We find it in the context of the epidemiology of spirituality .
People who participate in a religious or spiritual practice are
on average healthier than people who don't.
When I thing about consciousness I see it as a nested set of relationships.
Healing encompasses many facets. The consciousness of the body,
the fact that our bodies have an enormous capacity to self regulate
and that they have intelligence that is innate. In particular, the
relationship between the mind and body becomes fundamentally important.

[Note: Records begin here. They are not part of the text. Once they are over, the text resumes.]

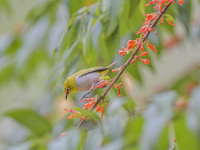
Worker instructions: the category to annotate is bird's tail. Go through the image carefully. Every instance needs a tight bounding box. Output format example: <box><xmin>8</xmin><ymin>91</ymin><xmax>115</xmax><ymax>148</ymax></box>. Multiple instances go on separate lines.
<box><xmin>106</xmin><ymin>61</ymin><xmax>117</xmax><ymax>68</ymax></box>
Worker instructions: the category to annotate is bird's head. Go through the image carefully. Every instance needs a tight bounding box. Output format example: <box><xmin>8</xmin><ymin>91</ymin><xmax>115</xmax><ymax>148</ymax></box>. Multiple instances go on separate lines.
<box><xmin>63</xmin><ymin>77</ymin><xmax>77</xmax><ymax>99</ymax></box>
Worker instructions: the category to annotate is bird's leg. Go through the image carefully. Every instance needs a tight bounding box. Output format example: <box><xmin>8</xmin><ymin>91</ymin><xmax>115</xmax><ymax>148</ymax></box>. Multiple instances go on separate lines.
<box><xmin>80</xmin><ymin>82</ymin><xmax>100</xmax><ymax>99</ymax></box>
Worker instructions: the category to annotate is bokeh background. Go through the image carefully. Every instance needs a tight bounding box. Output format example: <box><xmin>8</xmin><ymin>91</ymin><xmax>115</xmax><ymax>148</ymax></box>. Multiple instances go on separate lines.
<box><xmin>0</xmin><ymin>0</ymin><xmax>200</xmax><ymax>150</ymax></box>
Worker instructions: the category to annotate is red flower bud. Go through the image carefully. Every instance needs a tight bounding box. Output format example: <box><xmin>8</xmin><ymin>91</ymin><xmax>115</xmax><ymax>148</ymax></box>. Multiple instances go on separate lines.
<box><xmin>178</xmin><ymin>0</ymin><xmax>184</xmax><ymax>6</ymax></box>
<box><xmin>140</xmin><ymin>52</ymin><xmax>148</xmax><ymax>56</ymax></box>
<box><xmin>147</xmin><ymin>41</ymin><xmax>156</xmax><ymax>52</ymax></box>
<box><xmin>140</xmin><ymin>59</ymin><xmax>150</xmax><ymax>65</ymax></box>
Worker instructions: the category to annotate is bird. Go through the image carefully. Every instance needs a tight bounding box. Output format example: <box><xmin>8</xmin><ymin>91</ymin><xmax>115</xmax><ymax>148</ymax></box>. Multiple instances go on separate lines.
<box><xmin>63</xmin><ymin>62</ymin><xmax>116</xmax><ymax>99</ymax></box>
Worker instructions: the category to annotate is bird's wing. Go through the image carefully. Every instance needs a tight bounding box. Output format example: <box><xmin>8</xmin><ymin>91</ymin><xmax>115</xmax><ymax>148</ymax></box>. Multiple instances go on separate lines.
<box><xmin>80</xmin><ymin>67</ymin><xmax>109</xmax><ymax>77</ymax></box>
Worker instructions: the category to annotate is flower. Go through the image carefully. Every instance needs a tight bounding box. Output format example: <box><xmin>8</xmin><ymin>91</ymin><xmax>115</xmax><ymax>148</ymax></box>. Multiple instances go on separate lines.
<box><xmin>140</xmin><ymin>59</ymin><xmax>150</xmax><ymax>65</ymax></box>
<box><xmin>82</xmin><ymin>100</ymin><xmax>95</xmax><ymax>109</ymax></box>
<box><xmin>119</xmin><ymin>50</ymin><xmax>128</xmax><ymax>56</ymax></box>
<box><xmin>127</xmin><ymin>40</ymin><xmax>137</xmax><ymax>49</ymax></box>
<box><xmin>147</xmin><ymin>41</ymin><xmax>156</xmax><ymax>52</ymax></box>
<box><xmin>95</xmin><ymin>105</ymin><xmax>101</xmax><ymax>113</ymax></box>
<box><xmin>80</xmin><ymin>97</ymin><xmax>95</xmax><ymax>102</ymax></box>
<box><xmin>178</xmin><ymin>0</ymin><xmax>184</xmax><ymax>6</ymax></box>
<box><xmin>136</xmin><ymin>25</ymin><xmax>149</xmax><ymax>35</ymax></box>
<box><xmin>101</xmin><ymin>106</ymin><xmax>105</xmax><ymax>118</ymax></box>
<box><xmin>167</xmin><ymin>19</ymin><xmax>175</xmax><ymax>26</ymax></box>
<box><xmin>140</xmin><ymin>52</ymin><xmax>148</xmax><ymax>56</ymax></box>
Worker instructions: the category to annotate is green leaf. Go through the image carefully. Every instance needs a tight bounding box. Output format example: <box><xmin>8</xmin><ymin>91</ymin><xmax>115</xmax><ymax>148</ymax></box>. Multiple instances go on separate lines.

C Edward Cooper was the former general surgeon of the United States
who wrote there's no question that the things we think have a tremendous
affect upon our bodies. If we can change our thinking, the body
heals itself. So how do we really begin to bring this idea of the
consciousness of the body and the consciousness of the mind body
as a system and a relationship. Don Johnson who is an expert in
the areas of somatics writes, 'a practiced intimacy with the body
cultivates an intimacy with the cosmos itself the natural world
and the great works of evolution'. So when we think about this intelligence
of the mind body it's something far greater than our own encapsulated
self. It's our relationship to a bigger more dynamic emerging whole
which is our relationship to the cosmos.